If you were sitting in my office on a typical workday, looking over my shoulder, that would be a little creepy. But one thing you’d notice that differentiates me from many others is the amount of time I spend typing into the Xcode debugger console.

In my experience, other developers fall into three groups when I mention that I use the console almost exclusively when interacting with the debugger:

  1. Those who share this approach. We exchange high-fives and move on.
  2. Those who appreciate the console for occasional tricks, but rely mostly on the variables view.
  3. Those who have never heard of or noticed the console.

Let’s assume for the sake of argument that you fall into group 3. You can show the console while debugging any process by selecting View -> Debug Area -> Activate Console from the menu bar. In fact, I do this so often that that the keyboard shortcut, Cmd-Shift-C, is completely second-nature to me.

Xcode window with console highlighted.

In fact I find the console so useful that it’s not unusual for me to hide much of the other junk, so I can have a mainline connection to the debugger.

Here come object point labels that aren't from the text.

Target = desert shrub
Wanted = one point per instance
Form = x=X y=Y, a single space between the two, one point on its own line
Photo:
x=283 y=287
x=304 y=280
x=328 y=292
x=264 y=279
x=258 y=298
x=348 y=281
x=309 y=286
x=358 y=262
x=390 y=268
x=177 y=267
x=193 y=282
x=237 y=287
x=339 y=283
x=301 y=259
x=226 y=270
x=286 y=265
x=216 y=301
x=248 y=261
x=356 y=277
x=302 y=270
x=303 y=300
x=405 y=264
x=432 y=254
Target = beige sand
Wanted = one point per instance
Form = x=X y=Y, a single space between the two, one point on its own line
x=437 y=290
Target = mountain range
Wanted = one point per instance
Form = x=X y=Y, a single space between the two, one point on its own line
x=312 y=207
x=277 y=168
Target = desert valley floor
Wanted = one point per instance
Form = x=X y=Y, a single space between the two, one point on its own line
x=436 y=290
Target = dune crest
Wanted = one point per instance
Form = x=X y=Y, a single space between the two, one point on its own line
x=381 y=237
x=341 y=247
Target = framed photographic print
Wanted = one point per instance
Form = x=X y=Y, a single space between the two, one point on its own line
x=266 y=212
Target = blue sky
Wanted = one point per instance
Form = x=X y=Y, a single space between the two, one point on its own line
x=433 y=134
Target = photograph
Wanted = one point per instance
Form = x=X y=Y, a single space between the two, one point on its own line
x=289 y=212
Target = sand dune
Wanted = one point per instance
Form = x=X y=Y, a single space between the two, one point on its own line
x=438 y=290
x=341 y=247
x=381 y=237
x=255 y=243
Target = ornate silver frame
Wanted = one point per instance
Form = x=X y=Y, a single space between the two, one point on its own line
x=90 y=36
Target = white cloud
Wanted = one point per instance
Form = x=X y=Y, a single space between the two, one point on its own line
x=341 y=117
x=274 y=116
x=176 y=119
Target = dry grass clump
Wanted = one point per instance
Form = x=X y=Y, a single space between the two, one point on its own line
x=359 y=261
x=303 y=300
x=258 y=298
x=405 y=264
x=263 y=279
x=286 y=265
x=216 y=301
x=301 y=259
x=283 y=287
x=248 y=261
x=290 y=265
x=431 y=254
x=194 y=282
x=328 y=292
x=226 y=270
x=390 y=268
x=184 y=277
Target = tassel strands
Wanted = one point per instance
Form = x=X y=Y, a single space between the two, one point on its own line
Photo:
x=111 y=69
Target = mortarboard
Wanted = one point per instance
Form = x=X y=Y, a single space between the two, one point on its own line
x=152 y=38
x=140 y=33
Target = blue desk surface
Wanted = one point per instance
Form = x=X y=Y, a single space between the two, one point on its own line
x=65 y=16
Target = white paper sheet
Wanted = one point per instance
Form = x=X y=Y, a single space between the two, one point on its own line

Xcode window with large console area

So let’s go back again to the uncomfortable assumption that you’re sitting in my office, looking over my shoulder. What would you see me do in the console? All manner of things: For one thing I rarely click those visual buttons for stepping through code. Instead, I use these terse keyboard aliases, inherited from the bad old Gdb days. In lldb, these all come as standard abbreviations of more verbosely named commands:

  • n – step over the next line of source
  • s – step into the first line of source of a function
  • ni – step over the next instruction of assembly code
  • si – step into the first instruction of a function
  • c – continue
  • fin – continue until return from current stack frame

Those are the basics, but another trick, I believe it was called ret in Gdb, comes in handy often:

  • thread return – return immediately from the current stack frame

You could use this if you are stuck in some function that is crashed, for example, but you know that returning to the caller would allow the process to continue running as normal. Or, you could use it to completely circumvent a path of code by breaking on a function and bolting right out, optionally overriding the return value. Just to pick an absurd example with flair, let’s stub out AppKit’s +[NSColor controlTextColor]:

(lldb) b +[NSColor controlTextColor]
Breakpoint 1: where = AppKit`+[NSColor controlTextColor], address = 0x00007fff8fb05572
(lldb) break command add
Enter your debugger command(s).  Type 'DONE' to end.
> thread ret [NSColor redColor]
> c
> DONE
(lldb) c

Here we have opted to break on every single call to controlTextColor, returning to the caller with a fraudulent color that is apparently not consulted by the label for this popup menu in MarsEdit:

MarsEdit screenshot with labels drawn in red

In fact, mucking about with system symbols is one of the great tricks of the console, and lldb’s built-in “breakpoint” command brings with it superpowers that can’t be touched by Xcode’s dumbed down GUI-based controls. For example, what if we wanted to set a breakpoint that would catch not only +controlTextColor, but any similar variation? Using lldb’s support for regular expression breakpoints, it’s a snap:

(lldb) break set -r control.*Color -s AppKit
Breakpoint 1: 20 locations.

Here we request that a breakpoint be set for any symbol in the AppKit framework that contains the lower-cased “control,” followed by anything, then capitalized “Color.” And lldb just set 20 breakpoints at once. To see them all, just type “breakpoint list” and you’ll see all the variations listed out as sub-breakpoints:

(lldb) break list
Current breakpoints:
1: regex = 'control.*Color', locations = 20, resolved = 20, hit count = 0
  1.1: where = AppKit`+[NSColor controlTextColor], address = 0x00007fff8fb05572, resolved, hit count = 0 
  1.2: where = AppKit`+[NSDynamicSystemColor controlTextColor], address = 0x00007fff8fb05670, resolved, hit count = 0 
  1.3: where = AppKit`+[NSColor controlBackgroundColor], address = 0x00007fff8fb1465d, resolved, hit count = 0 
  1.4: where = AppKit`+[NSDynamicSystemColor controlBackgroundColor], address = 0x00007fff8fb1475d, resolved, hit count = 0 
  (etc...)

One major shortcoming of all this goodness is Xcode has a mind of its own when it comes to which breakpoints are set on a given target. Anything you add from the lldb prompt will not register as a breakpoint in Xcode’s list, so you’ll have to continue to manipulate it through the console. You can enable or disable breakpoints precisely by specifying both the breakpoint number and its, umm, sub-number? For example to disable the breakpoint on +[NSColor controlBackgroundColor] above, just type “break disable 1.3”.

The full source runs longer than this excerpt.